The most useful comparison of the two reporters (SG 1 and SS) was found upon close inspection of the geometries of the “fronts” of the fluorescent traces on the DBD substrates. The SG I trace exhibited a characteristic ‘fading front’ effect that obscured the ability to reliably determine the precise travel distance. For example, a linear plot of fluorescence intensity for a front formed by 100× SG I in the presence of 25 μg mL−1 DNA on a DBD is shown in Fig. S2. As shown, the intensity gradually diminishes over a substantial distance (∼136 pixels or ∼5.4 mm). In contrast, the SS trace has a much more modest ‘fading front’ effect. For example, as shown in Fig. S2, the distance between maximum intensity and background level for 100× SS in the presence of 25 μg mL−1 DNA is only ∼35 pixels (or ∼1.5 mm). Thus, with the desire for a rapid, reliable visual readout, SS (at the 100× level) was selected as the reporter for the remainder of the work described here.

Finally, the most important aspect of DBD is the potential for analysis by “eye”, without requiring a dedicated detection apparatus. Thus, while some data were acquired for semi-quantitative analysis using a scanner, in all qualitative experiments, we used a modified cell phone camera/flashlight system, illustrated in Fig. S3.

Distance-based detection of LAMP products

Armed with an optimized DBD system for evaluating dsDNA, we turned our attention to its ability to detect LAMP products, noting that all previous reports of this type of system (i.e., DBD for NAAT applications) have been applied exclusively to detecting PCR products.27,28 After amplification, the LAMP reaction mixture contains multiple short base-pair components, including primer–dimers and mixtures of oligonucleotides and concatemers,5,7–9 forming a much more complex background than what is typically found in PCR. We hypothesized that some of these LAMP-specific components might interact with the dye reporter and thus interfere with DBD performance. To probe this phenomenon, a series of negative LAMP experiments making use of an amplified negative (−ve) control solution (containing all the reagents but lacking RNA template and dsDNA analytes) was devised. As shown in Fig. S4A, after amplification, this mixture results in an elongated response of dn > 0.5 (∼15 mm travel distance), limiting greatly the available range of the DBD, and suggesting that unmodified LAMP products may be incompatible with distance-based detection for the conditions reported here.

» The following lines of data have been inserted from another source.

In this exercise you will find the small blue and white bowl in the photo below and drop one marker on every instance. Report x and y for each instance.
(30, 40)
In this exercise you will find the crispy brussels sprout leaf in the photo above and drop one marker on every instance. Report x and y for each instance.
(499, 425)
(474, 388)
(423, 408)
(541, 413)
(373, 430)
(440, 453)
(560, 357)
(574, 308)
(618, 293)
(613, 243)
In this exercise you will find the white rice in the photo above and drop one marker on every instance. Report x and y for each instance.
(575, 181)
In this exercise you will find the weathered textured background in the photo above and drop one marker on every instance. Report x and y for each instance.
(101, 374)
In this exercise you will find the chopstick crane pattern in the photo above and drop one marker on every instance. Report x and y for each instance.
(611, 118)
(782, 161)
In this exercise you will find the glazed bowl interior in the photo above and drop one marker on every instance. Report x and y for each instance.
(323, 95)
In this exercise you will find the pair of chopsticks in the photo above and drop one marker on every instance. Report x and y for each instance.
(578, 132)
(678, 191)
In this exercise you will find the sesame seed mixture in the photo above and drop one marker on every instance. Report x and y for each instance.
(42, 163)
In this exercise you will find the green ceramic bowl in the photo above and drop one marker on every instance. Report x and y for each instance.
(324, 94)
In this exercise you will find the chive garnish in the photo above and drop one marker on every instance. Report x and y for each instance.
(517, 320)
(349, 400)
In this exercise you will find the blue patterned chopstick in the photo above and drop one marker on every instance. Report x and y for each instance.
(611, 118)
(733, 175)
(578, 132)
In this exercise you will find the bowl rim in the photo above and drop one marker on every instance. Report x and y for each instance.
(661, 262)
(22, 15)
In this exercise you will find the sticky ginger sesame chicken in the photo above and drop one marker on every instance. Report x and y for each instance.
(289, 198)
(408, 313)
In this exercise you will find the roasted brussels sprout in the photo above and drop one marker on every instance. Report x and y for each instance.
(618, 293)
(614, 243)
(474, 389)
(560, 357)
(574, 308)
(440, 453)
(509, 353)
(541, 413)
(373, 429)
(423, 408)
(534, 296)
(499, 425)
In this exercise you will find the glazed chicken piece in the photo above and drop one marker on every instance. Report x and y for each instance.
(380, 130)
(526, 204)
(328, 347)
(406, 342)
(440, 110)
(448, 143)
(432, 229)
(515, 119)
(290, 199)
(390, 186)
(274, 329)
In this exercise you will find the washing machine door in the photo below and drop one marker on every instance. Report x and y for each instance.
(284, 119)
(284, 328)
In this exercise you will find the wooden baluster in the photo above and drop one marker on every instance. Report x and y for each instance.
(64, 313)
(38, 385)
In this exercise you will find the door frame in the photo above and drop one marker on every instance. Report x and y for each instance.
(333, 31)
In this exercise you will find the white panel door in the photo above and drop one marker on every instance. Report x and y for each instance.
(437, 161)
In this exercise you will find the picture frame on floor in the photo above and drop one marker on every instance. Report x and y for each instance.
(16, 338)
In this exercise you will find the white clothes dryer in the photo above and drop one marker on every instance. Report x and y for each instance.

To mitigate this issue, a sample clean-up approach was adapted from a protocol reported previously by Soares and coworkers9 relying on Capto™ adhere agarose (CAA) beads. Briefly, the CAA approach employs a solid phase that selectively binds low molecular-weight nucleotides (<100 bp), leaving the desired LAMP products (concatemers of the target sequence, typically with large molecular weight) in solution. In practice, CAA beads are added to the mixture after amplification, and after a short incubation step (1 min), they are removed to allow the analysis of the supernatant. This approach was found to be useful for distance-based detection – for example, Fig. S4B shows distance-based detection signals for amplified −ve controls after exposure to increasing volumes of CAA bead suspension. Semi-quantitative DBD results are shown in Fig. S4C, indicating that exposure to CAA beads causes the dn of the mixture to decrease from 0.55 to below 0.30, reducing the baseline signal. Thus, this clean-up process was employed for all the remaining experiments described here.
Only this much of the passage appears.